This year’s Pulitzer Prize for general nonfiction went to former public defender, now Yale University law professor, James Forman, Jr. for his book Locking Up Our Own: Crime And Punishment In Black America.
The book examines mass incarceration and the disproportionate number of incarcerated black Americans since the civil rights era. Forman looks at the complexities of “tough-on-crime” policies through the lens of black elected officials, many of whom supported such policies. And he examines the unforeseen, unintended consequences those measures have had on African American citizens and communities.
How did you decide on this angle?
“Over the last 50 years as we’ve seen rising crime and as we’ve seen rising rates of incarceration and as we’ve seen addiction, what have the conversations about that looked like within the African American community? What have black judges, and elected officials, and prosecutors, and public defenders, and citizens — what have we been doing? Because it’s not just that we were on the sideline.

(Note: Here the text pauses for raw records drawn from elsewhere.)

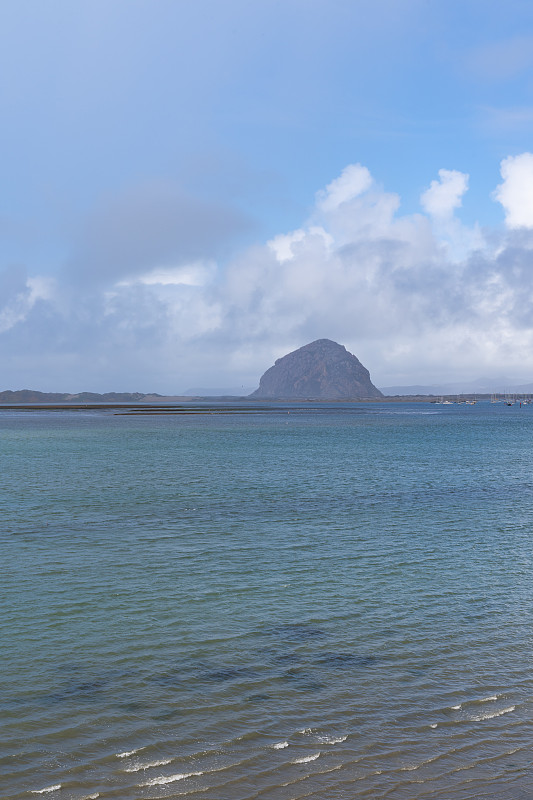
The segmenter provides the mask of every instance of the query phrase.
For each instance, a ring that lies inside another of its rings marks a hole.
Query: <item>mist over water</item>
[[[204,411],[0,411],[0,796],[531,796],[533,406]]]

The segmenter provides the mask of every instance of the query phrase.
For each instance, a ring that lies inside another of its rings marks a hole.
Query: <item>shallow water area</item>
[[[533,406],[0,410],[0,797],[526,798]]]

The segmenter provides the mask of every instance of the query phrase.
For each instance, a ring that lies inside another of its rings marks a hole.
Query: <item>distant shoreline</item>
[[[461,394],[461,395],[396,395],[379,398],[249,398],[235,396],[220,397],[160,397],[156,401],[89,401],[75,400],[40,401],[40,402],[9,402],[0,399],[0,411],[114,411],[115,413],[144,413],[144,414],[194,414],[194,413],[231,413],[235,411],[252,411],[271,409],[276,406],[306,406],[306,405],[331,405],[331,404],[367,404],[379,403],[429,403],[438,404],[443,401],[451,403],[467,403],[472,401],[490,401],[490,394]],[[503,397],[501,398],[503,400]],[[520,398],[518,398],[520,399]]]

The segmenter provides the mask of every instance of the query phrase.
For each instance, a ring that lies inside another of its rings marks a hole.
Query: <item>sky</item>
[[[533,381],[533,4],[4,0],[0,390]]]

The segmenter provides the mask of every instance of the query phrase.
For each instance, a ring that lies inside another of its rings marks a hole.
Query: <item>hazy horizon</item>
[[[229,397],[247,397],[248,395],[252,394],[258,388],[259,382],[256,386],[197,386],[197,387],[187,387],[186,389],[182,389],[177,392],[153,392],[150,390],[144,389],[136,389],[129,394],[144,394],[147,397],[150,395],[159,395],[161,397],[222,397],[222,396],[229,396]],[[374,384],[375,385],[375,384]],[[465,381],[465,382],[456,382],[456,383],[435,383],[435,384],[405,384],[405,385],[395,385],[395,386],[377,386],[381,392],[386,397],[390,397],[393,395],[453,395],[453,394],[479,394],[479,395],[489,395],[489,394],[513,394],[513,393],[522,393],[522,394],[529,394],[533,393],[533,381],[516,381],[504,377],[495,378],[494,380],[486,379],[486,378],[478,378],[476,380]],[[12,389],[10,387],[4,387],[0,389],[0,393],[3,391],[13,391],[13,392],[20,392],[20,391],[35,391],[41,392],[43,390],[37,389],[31,386],[23,386],[17,387],[16,389]],[[88,389],[76,389],[76,390],[69,390],[69,389],[56,389],[50,390],[50,393],[54,394],[70,394],[70,395],[78,395],[83,394],[85,392],[91,392],[92,390]],[[97,394],[120,394],[121,390],[117,390],[114,388],[108,388],[103,390],[102,392],[98,392]]]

We haven’t simply been silent.
“And so I wanted to write the story of 50 years through the eyes of a community that often gets marginalized or treated as a monolith. You know, ‘Oh here's the black perspective.’ But there is no black perspective. It's complicated and nuanced and people disagree and that's what I wanted to present.”
Is there a conclusion that you can draw from the book?
“Part of the story is that a lot of African American officials did get caught up in some of rhetoric and ideas and theories that have dominated America over the last 50 years. Some of the tough-on-crime mentality, some of the anger, lashing out at people who commit crime. And in the black community the form that can take is, 'Listen you are a threat to the rest of us.' You know, ‘You the criminal element,’ and I don't endorse that language, but this is the language that people use -- ‘You that are out there committing crimes, you're threatening the gains that the rest of us have made. And so there's a way in which we need to cut you off, or exclude you, or excise you from the larger black community.’ So that's one theme.
"The people that I write about, these black elected officials are trying to protect communities that are being ravaged by crime, but because of a history of limited resources that grows out of slavery and Jim Crow and redlining and segregation, African American communities don't have the same resources to protect themselves from crime without relying on police and prosecutors. So it's a story about what black elected officials did, but it's also a story about the ways in which their choices were constrained by the larger society."
What do you hope to accomplish with this book?
“I hope it will draw more attention to the problem that the U.S. has five percent of the world's population and 25 percent of its prisoners. And that can't be right. That cannot be a healthy state of affairs. It's also not economically in our interest.
“One of the groups that gets a lot of attention in this book is public defenders, who are a group that normally are marginalized in any conversation about criminal justice, the criminal justice system, what to do about it. Public defenders barely get a voice. Barack Obama, hero to so many of us, wrote a 60-page law review article at the end of his presidency about what to do about criminal justice, and the words ‘public defenders’ don’t appear in the article. And so I want to elevate the stories of public defenders and also the stories of our clients.
“I want people to see, even when people are working hard and struggling and trying to do the right thing, all the ways in which this prison juggernaut that we've built constricts and constrains and restrains, and in the name of safety is actually grinding up so many of our fellow citizens.”
One of the most important things to take away from the book...
"This is a system that was built with a series of small steps by individual actors across society. There's no part of America that is immune from having built this criminal justice juggernaut, and as a result we all have a responsibility to dismantle it and replace it with something that is more humane. And there is something that everybody can do. Every single person can decide that they're going to tutor or they're going to mentor somebody who is incarcerated or who's been incarcerated. Every single church and synagogue and mosque in America can decide that they're going take in people who are coming back from prison and they're going to adopt them and help them reintegrate into society.
"Every single voter can decide, 'I'm going to vote for local prosecutors and state representatives who are actually working to built restorative justice programs and build reintegration programs and end mandatory minimums.’ Every single one of us can do something."
Changes that are encouraging...
“We shouldn't forget that there have been some real success stories because of the work of activists. In the 1990s, we imposed in this country 350 death sentences a year. Last year it was 35.
“Juvenile incarceration rates have been cut in half nationally; in Connecticut even more than in half. A number of states -- Connecticut, New York, New Jersey, Texas, California -- have reduced their prison population by 20 percent and seen crime go down at the same time. So don't let anybody tell you that if we reduce the prison population that that means crime is going to go up.”
Forman draws from his experience as a public defender in Washington, D.C. He includes stories of the people he represented as well as the some of the struggles and concerns of many prominent black officials.